Rotation-Activity Relation of Ca II and Mg I Infrared Emission Lines of Young Stars

To reveal the detail of the internal structure, the relationship between chromospheric activity and the Rossby number, $N_{\rm R}$(= rotational period $P$ / convective turnover time $\tau_{\rm c}$), has been extensively examined for main-sequence stars. The goal of our work is to apply the same methods to pre-main-sequence (PMS) stars and identify the appropriate model of $\tau_{\rm c}$ for them. Yamashita et al. (2020) investigated the relationship between $N_{\rm R}$ and strengths of the Ca I\hspace{-.1em}I infrared triplet ($\lambda 8498, 8542, 8662 $ $\, \mathrm{\angstrom}$) emission lines of 60 PMS stars.

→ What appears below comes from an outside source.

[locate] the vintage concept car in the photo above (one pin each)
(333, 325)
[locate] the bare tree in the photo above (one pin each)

Their equivalent widths are converted into the emission line to the stellar bolometric luminosity ratio ($R^{\prime}$). The 54 PMS stars have $N_{\rm R} < 10^{-1.0}$ and show $R^{\prime} \sim 10^{-4.2}$ as large as the maximum $R^{\prime}$ of the zero-age main-sequence (ZAMS) stars. However, because all $R^{\prime}$ was saturated against $N_{\rm R}$, it was not possible to estimate the appropriate $\tau_{\rm c}$ model for the PMS stars. We noticed that Mg I emission lines at $8807.8 \, \mathrm{\angstrom}$ is an optically thin chromospheric line, appropriate for determination of the adequate $\tau_{\rm c}$ for PMS stars. Using the archive data of the AAT/the University College London Echelle Spectrograph, we investigated the Mg I line of 52 ZAMS stars. After subtracting photospheric absorption component, the Mg I line is detected as an emission line in 45 ZAMS stars, whose $R^{\prime}_{\rm Mg I}$ is between $10^{-5.9}$ and $10^{-4.1}$. The Mg I line is not saturated yet in "the saturated regime for the Ca I\hspace{-.1em}I emission lines", i.e. $10^{-1.6} < N_{\rm R} < 10^{-0.8}$. Therefore, the adequate $\tau_{\rm c}$ for PMS stars can be determined by measuring of their $R^{\prime}_{\rm Mg I}$ values.